For mission-critical systems such as those in securities firms, one question dominates daily operations: “Is there any issue in the business transaction flow?” Bonree ONE breaks this problem into two steps: first, use a Business Observability Topology to visualize the health of business flows at a glance; second, use a three-layer observability framework to investigate issues progressively from high-level symptoms to root causes. Combined with the division of responsibilities between Level 1 and Level 2 operations teams, the entire process becomes clear and actionable.

1. Business Observability Topology: Visualizing 35 Business Flows on One Screen
The strength of the Business Observability Topology lies in its intuitive “route map” metaphor. Bonree ONE displays the real-time health status of 35 business transaction flows in the next-generation centralized trading system.
Each business flow is represented as a line.
The red/green status of each node directly reflects its health.
Any flow showing a “red light” becomes immediately visible.
This serves as the primary dashboard for Level 1 operations teams. Before and during trading hours, operators can identify problematic flows within seconds, without waiting for alerts to flood in.
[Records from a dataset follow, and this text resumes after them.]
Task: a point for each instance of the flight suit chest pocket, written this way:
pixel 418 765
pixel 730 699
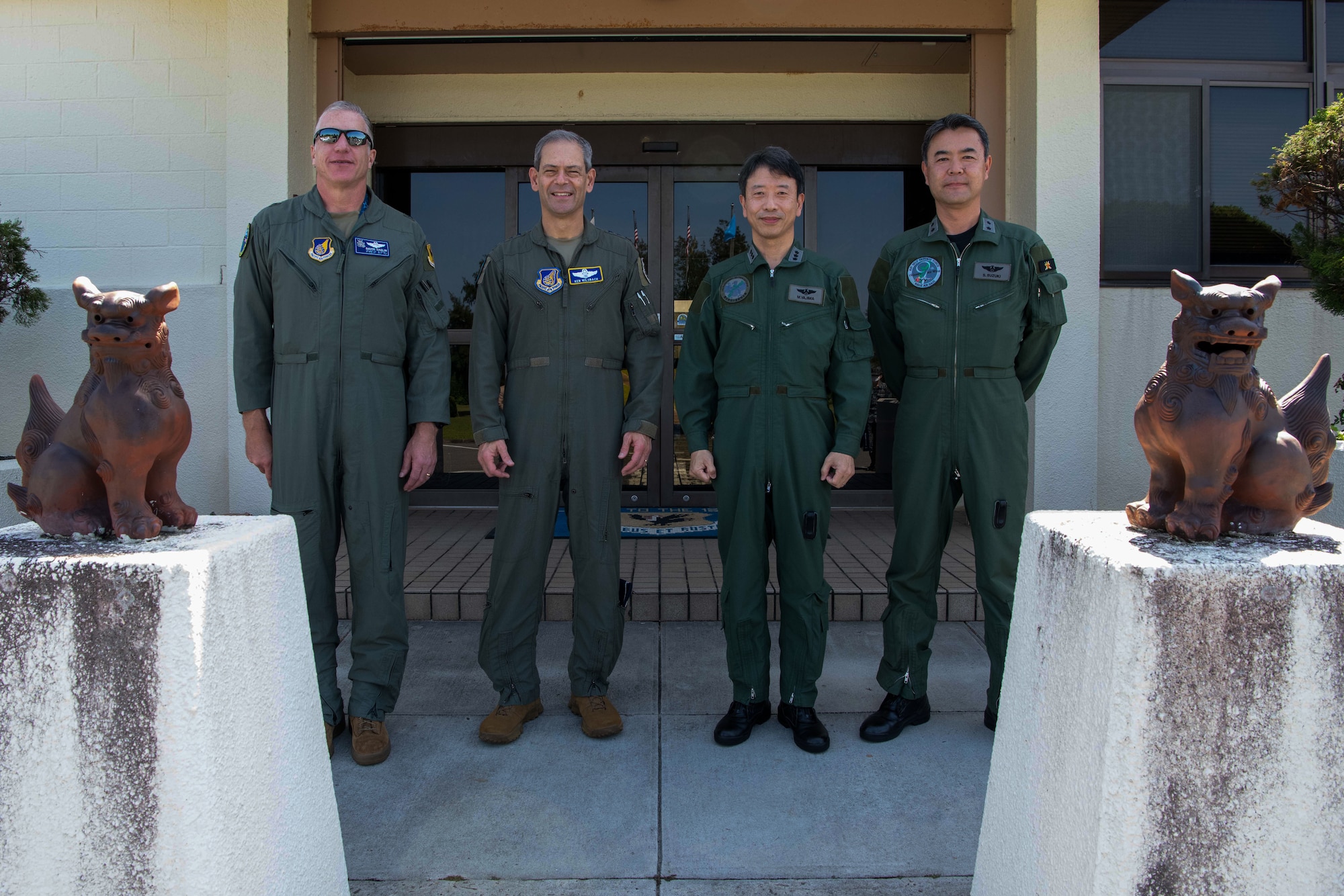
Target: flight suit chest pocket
pixel 994 324
pixel 924 319
pixel 806 341
pixel 298 304
pixel 384 327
Once an abnormal flow is detected, Level 1 teams can perform rapid preliminary analysis and narrow down the affected scope.
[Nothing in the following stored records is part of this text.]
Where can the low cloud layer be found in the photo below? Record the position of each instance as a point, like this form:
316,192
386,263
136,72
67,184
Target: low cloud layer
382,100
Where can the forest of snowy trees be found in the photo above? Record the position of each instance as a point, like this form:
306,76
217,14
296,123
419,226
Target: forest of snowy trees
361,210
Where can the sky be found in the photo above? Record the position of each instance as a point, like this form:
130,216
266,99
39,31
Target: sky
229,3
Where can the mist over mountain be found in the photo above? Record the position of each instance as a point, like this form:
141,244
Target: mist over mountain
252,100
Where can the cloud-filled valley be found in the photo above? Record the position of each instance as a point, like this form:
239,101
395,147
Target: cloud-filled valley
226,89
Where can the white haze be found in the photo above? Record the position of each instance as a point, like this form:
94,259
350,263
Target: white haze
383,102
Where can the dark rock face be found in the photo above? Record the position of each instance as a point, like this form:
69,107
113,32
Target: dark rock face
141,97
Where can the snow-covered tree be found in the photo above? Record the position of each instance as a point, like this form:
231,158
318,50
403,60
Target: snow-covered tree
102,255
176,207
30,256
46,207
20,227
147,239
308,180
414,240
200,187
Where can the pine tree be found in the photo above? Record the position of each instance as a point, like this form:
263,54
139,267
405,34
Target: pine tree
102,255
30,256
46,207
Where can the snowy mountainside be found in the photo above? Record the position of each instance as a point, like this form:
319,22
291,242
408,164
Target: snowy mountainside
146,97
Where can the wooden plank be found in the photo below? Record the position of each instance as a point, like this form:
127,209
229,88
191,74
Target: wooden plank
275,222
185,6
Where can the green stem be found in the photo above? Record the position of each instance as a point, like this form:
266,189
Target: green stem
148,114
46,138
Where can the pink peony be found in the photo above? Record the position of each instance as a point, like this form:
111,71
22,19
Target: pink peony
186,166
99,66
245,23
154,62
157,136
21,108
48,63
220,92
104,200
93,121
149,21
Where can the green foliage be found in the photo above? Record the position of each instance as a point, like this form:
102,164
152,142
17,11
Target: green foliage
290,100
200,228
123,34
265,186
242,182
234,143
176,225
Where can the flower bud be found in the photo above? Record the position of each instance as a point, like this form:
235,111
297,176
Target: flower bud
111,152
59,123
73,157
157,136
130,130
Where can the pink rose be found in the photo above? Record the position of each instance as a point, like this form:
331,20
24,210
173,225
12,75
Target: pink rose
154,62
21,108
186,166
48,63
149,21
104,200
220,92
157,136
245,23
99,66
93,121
2. A Three-Layer Observability Framework: From Symptoms to Root Cause
After a problem is identified in the Business Observability Topology, where should the investigation go next? Bonree ONE organizes its observability capabilities into three progressive layers, with increasingly detailed evidence at each level.
Layer 1
Core Business Flow Analysis
Answering the question: “Is this business flow operating normally overall?”
This layer includes:
Deployment topology: Which services and nodes make up the flow.
Service performance overview: Key performance indicators in a single view.
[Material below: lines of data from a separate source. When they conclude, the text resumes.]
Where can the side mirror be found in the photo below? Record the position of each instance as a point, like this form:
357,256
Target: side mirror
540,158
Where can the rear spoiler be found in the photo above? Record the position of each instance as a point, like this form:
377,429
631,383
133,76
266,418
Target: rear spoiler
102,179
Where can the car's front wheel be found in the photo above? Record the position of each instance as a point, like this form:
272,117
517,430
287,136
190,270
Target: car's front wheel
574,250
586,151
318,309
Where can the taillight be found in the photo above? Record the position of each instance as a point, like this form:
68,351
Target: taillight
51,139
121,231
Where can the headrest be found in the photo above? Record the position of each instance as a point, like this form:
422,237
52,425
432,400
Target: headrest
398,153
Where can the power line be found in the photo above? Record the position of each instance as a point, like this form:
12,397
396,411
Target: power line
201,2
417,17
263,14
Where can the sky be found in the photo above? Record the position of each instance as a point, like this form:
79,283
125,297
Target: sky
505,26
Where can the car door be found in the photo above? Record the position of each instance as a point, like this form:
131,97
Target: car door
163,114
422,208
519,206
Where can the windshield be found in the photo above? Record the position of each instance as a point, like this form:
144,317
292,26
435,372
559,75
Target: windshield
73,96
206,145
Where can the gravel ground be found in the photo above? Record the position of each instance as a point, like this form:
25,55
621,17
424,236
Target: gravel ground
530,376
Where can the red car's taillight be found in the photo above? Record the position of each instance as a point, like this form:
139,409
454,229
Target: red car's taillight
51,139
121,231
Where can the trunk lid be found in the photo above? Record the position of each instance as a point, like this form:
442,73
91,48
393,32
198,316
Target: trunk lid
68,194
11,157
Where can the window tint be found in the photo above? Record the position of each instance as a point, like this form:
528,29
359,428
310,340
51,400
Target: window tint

Function-level health dashboard: Health status displayed by business function.
By drilling down from the Business Observability Topology into this layer, Level 1 operators can quickly identify which segment of the flow and which service is causing the issue.

Layer 2
Service Operation Analysis
Answering the question: “Why did this happen, and how was it handled before?”
This layer correlates three critical contexts:
Change correlation: What was recently changed in this flow.
Knowledge correlation: How similar incidents were resolved historically.
Runbook correlation: Whether an existing emergency procedure can be applied.
In many incidents, the answer is hidden in the most recent change. Presenting these contexts together significantly improves troubleshooting efficiency.
Layer 3
Observability Services
Providing the lowest-level evidence for deep root-cause analysis:
Distributed tracing
Log analysis
Metrics analysis
When a problem requires thorough investigation, this layer allows engineers to trace the issue down to specific call chains, log entries, and metric curves, producing definitive conclusions.

3. Summary
In practice, the workflow becomes straightforward:
Level 1 operations monitor the Business Observability Topology. If a business flow turns red, they can identify it within seconds.
By opening Core Business Flow Analysis, they can review the deployment topology and service performance overview to determine which segment and which service is abnormal.
They then check change correlation. In many cases, the root cause is the latest deployment or configuration change, enabling rapid localization.
For truly complex cases that require deep investigation, Level 2 teams continue the analysis through distributed traces, logs, and metrics until they pinpoint the exact call chain and error line.
From “seeing a red light” to “identifying the exact line of failure,” every step is driven by the same topology and the same underlying data. Instead of starting incident response with “everyone, please investigate,” engineers already have concrete entry points and evidence at each stage.
That is the value of Bonree ONE’s three-layer observability framework for mission-critical business flows: turning troubleshooting from reactive firefighting into a structured, evidence-driven process.